Le gouvernement Charest n'en a pas fini avec les débats à saveur identitaire. Il vient de remettre sur le tapis le projet de loi 94 sur le port du voile intégral dans les institutions publiques.

À la surprise générale, la consultation sur le projet de loi 94 avait été interrompue au mois de mai. Elle devait reprendre le 15 août, mais la convocation a été annulée. Elle reprendra finalement mardi, a annoncé le gouvernement Charest.

Le projet de loi 94 prévoit que les employés de l'État et les personnes qui reçoivent des services des organismes publics et parapublics doivent avoir «le visage découvert lors de la prestation des services».

Le ministre de la Justice et leader parlementaire, Jean-Marc Fournier, affirme que la position du gouvernement se fonde sur le principe de la laïcité ouverte et qu'elle est «équilibrée». Notons que la ministre Kathleen Weil, passée de la Justice à l'Immigration, continuera de défendre le projet de loi qu'elle avait déposé à l'Assemblée nationale. Selon son cabinet, aucun amendement n'est prévu pour le moment.

Or, aux yeux de l'opposition, le projet de loi est «insuffisant» et «vide». Le Parti québécois et l'Action démocratique du Québec veulent interdire aux employés de l'État de porter tout signe religieux ostentatoire. Le PQ, qui a fait de l'identité son cheval de bataille, réclame l'adoption d'une charte de la laïcité. Il reproche au gouvernement de rejeter l'une des recommandations du rapport Bouchard-Taylor, qui avait proposé la rédaction d'un livre blanc sur la laïcité.

Qu'ils soient pour ou, surtout, contre le projet de loi 94, plusieurs groupes entendus en commission parlementaire jusqu'à présent ont réclamé la tenue d'un débat plus large sur la laïcité.

Dans les circonstances, le gouvernement aura-t-il recours au bâillon pour adopter son projet de loi avant les Fêtes? Chose certaine, le PQ n'a pas l'intention pour le moment de s'opposer aussi farouchement au projet de loi 94 qu'à celui sur l'accès à l'école anglaise.

«Si le gouvernement fait comme pour la loi 103 et ne change rien, qu'est-ce qu'on ferait? Le problème avec le projet de loi 94, ce n'est pas ce qu'il y a dedans, c'est ce qu'il n'y a pas dedans. Alors pour nous, c'est différent comme approche», a affirmé la députée péquiste Louise Beaudoin. Son objectif est de «remplumer le projet de loi».

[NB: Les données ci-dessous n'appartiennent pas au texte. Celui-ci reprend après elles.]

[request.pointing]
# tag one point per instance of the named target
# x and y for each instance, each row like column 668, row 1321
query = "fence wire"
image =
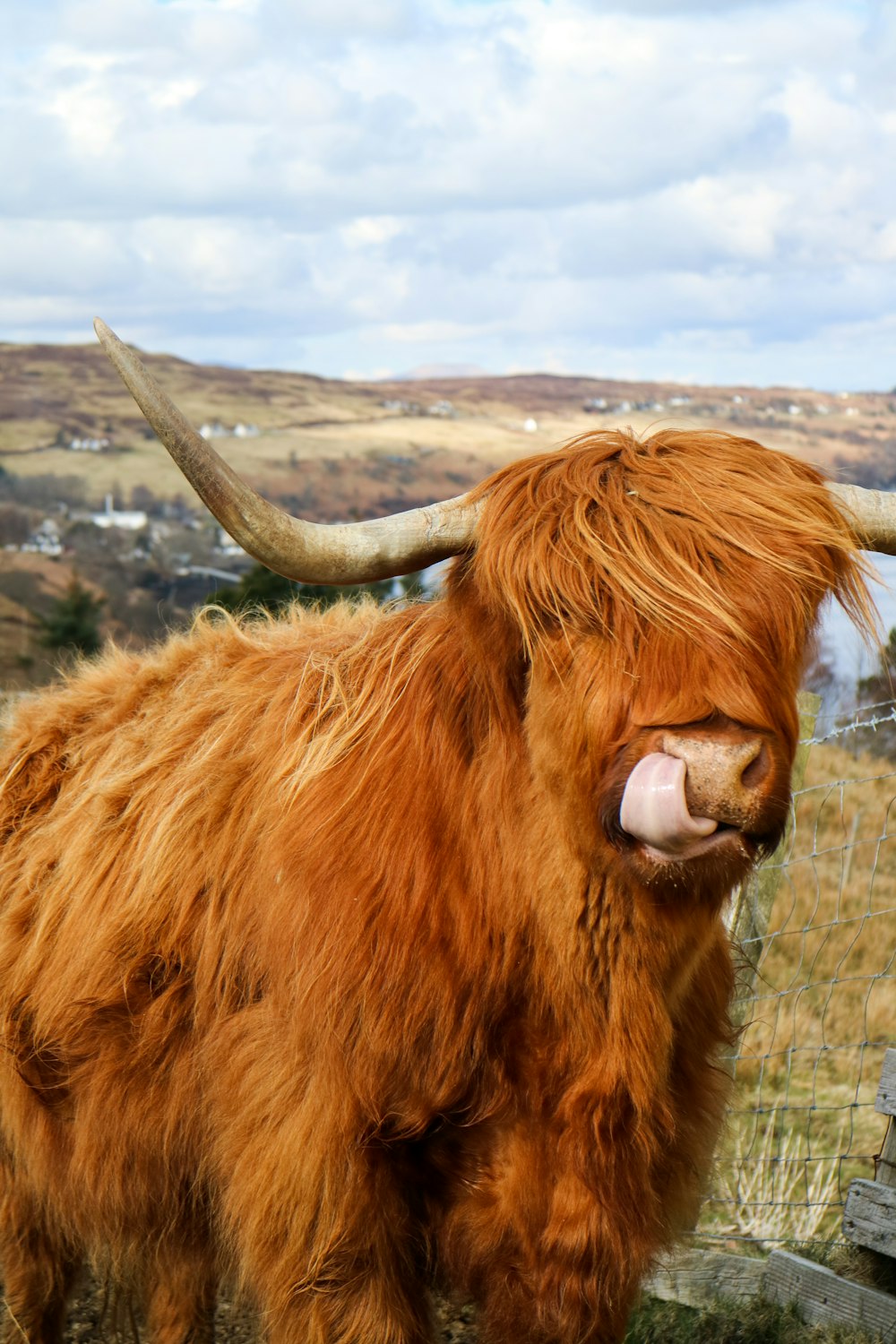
column 817, row 1000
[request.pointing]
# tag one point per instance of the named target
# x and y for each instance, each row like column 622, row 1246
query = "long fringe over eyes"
column 624, row 537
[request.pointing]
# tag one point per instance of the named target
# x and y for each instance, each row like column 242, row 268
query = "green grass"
column 731, row 1322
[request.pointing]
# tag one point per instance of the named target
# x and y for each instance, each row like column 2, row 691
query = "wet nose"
column 724, row 779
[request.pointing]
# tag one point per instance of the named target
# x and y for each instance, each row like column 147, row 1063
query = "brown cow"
column 351, row 953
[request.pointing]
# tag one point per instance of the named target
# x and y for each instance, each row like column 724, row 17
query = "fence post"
column 751, row 906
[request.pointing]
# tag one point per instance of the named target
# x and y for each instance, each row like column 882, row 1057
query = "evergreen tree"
column 73, row 623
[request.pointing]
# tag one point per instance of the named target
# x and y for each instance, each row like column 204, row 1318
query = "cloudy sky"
column 672, row 188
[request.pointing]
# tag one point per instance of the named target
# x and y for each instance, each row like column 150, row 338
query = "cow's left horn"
column 872, row 513
column 312, row 553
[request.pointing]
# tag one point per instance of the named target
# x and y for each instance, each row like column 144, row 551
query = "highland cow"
column 362, row 952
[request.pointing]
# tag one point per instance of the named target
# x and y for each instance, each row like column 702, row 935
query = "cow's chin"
column 707, row 868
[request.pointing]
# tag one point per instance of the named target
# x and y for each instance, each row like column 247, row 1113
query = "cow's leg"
column 180, row 1297
column 370, row 1309
column 38, row 1271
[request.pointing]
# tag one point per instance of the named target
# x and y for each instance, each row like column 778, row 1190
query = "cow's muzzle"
column 694, row 788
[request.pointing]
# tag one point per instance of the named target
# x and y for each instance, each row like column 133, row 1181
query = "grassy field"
column 804, row 1123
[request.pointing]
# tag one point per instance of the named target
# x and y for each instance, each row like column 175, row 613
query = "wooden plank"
column 825, row 1297
column 869, row 1217
column 885, row 1102
column 697, row 1279
column 885, row 1164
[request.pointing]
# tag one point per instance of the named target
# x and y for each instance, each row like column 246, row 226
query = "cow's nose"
column 727, row 779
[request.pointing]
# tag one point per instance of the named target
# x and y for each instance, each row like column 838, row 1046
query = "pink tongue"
column 654, row 809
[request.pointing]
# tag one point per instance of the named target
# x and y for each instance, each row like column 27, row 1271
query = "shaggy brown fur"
column 323, row 959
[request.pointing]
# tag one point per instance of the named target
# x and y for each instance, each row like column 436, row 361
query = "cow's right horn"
column 312, row 553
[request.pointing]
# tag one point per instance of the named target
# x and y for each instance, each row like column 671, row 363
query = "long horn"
column 872, row 513
column 312, row 553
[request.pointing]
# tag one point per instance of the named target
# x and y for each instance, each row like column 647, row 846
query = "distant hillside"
column 56, row 395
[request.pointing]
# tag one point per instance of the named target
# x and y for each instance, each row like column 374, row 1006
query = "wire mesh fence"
column 817, row 997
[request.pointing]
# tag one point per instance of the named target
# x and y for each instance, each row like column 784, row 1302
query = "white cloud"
column 582, row 183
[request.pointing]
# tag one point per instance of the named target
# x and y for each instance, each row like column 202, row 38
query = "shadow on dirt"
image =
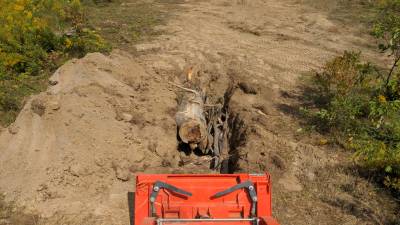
column 350, row 188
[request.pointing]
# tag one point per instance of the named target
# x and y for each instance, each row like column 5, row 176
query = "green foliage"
column 35, row 37
column 360, row 115
column 359, row 104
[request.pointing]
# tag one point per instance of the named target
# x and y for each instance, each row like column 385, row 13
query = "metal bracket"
column 251, row 190
column 156, row 189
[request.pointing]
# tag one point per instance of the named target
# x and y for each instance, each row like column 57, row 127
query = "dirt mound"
column 73, row 148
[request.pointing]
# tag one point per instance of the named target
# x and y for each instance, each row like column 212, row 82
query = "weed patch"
column 35, row 38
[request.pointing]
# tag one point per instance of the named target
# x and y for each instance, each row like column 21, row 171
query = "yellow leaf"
column 323, row 141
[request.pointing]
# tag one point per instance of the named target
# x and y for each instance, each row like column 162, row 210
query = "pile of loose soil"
column 74, row 149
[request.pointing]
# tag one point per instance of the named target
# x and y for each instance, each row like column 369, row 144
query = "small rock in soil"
column 278, row 161
column 127, row 117
column 290, row 183
column 121, row 169
column 38, row 107
column 54, row 105
column 247, row 88
column 147, row 47
column 13, row 129
column 53, row 82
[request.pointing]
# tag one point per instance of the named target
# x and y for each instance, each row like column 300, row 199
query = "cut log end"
column 192, row 132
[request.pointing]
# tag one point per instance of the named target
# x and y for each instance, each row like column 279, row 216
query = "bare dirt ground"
column 73, row 151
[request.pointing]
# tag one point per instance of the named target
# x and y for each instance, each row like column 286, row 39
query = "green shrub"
column 359, row 114
column 35, row 37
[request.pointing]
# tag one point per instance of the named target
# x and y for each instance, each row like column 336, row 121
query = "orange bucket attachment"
column 203, row 199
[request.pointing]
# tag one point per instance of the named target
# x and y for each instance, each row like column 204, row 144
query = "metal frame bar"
column 160, row 221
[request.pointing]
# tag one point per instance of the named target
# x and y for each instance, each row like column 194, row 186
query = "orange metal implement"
column 234, row 199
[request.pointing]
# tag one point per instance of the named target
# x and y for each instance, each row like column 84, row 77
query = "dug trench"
column 72, row 153
column 224, row 130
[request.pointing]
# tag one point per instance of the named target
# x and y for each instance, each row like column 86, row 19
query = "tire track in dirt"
column 73, row 150
column 268, row 45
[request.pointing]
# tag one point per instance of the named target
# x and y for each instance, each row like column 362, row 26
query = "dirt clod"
column 247, row 88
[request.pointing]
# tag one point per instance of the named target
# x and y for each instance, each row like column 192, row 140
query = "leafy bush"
column 35, row 37
column 356, row 109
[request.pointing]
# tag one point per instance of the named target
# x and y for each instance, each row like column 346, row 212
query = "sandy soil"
column 73, row 151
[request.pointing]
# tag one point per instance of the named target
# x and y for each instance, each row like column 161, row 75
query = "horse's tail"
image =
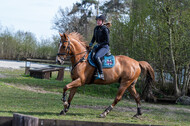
column 148, row 72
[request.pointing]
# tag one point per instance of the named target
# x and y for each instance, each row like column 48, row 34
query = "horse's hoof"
column 102, row 115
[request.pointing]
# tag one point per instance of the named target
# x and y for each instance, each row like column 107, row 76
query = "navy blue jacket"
column 101, row 35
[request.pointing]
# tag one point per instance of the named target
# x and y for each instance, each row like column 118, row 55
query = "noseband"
column 68, row 48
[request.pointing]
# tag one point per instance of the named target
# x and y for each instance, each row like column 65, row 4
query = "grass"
column 48, row 105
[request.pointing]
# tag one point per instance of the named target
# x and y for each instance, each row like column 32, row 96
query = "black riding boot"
column 99, row 66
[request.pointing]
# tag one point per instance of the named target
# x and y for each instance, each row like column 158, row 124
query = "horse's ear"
column 60, row 34
column 65, row 36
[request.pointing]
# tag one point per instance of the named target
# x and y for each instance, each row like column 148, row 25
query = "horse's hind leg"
column 136, row 96
column 121, row 91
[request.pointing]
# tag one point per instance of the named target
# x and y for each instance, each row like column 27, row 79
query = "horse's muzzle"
column 60, row 60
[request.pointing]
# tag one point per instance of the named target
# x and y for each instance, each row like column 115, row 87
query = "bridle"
column 68, row 49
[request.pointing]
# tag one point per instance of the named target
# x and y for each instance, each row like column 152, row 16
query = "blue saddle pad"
column 107, row 62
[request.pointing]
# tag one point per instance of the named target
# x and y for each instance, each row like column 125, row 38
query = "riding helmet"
column 101, row 17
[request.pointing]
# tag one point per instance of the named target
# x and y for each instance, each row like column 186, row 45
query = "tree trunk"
column 177, row 91
column 185, row 80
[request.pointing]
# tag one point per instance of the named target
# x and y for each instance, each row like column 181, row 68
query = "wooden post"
column 24, row 120
column 27, row 70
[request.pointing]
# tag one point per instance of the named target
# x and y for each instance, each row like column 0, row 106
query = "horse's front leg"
column 73, row 86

Le printemps dernier, Mme Beaudoin s'était dite prête à présenter bientôt une charte de la laïcité. Le PQ a finalement choisi de présenter une série de mesures dans la «proposition principale» qui a été dévoilée l'été dernier et qui sera soumise au vote des membres au congrès de 2011.

En plus d'interdire le port de signes religieux ostentatoires dans la fonction publique, la charte d'un gouvernement péquiste affirmerait que «le Québec est un État laïque, neutre par rapport aux croyances ou non-croyances des uns et des autres en matière de religion». «La liberté de religion ne peut être invoquée pour enfreindre le droit à l'égalité entre les femmes et les hommes ou le bon fonctionnement des institutions publiques et parapubliques», ajoute le PQ dans sa proposition principale.

Le parti de Pauline Marois entend retirer leurs subventions aux écoles dont «les admissions sont fondées sur l'appartenance confessionnelle». Il y en aurait une vingtaine, selon Louise Beaudoin.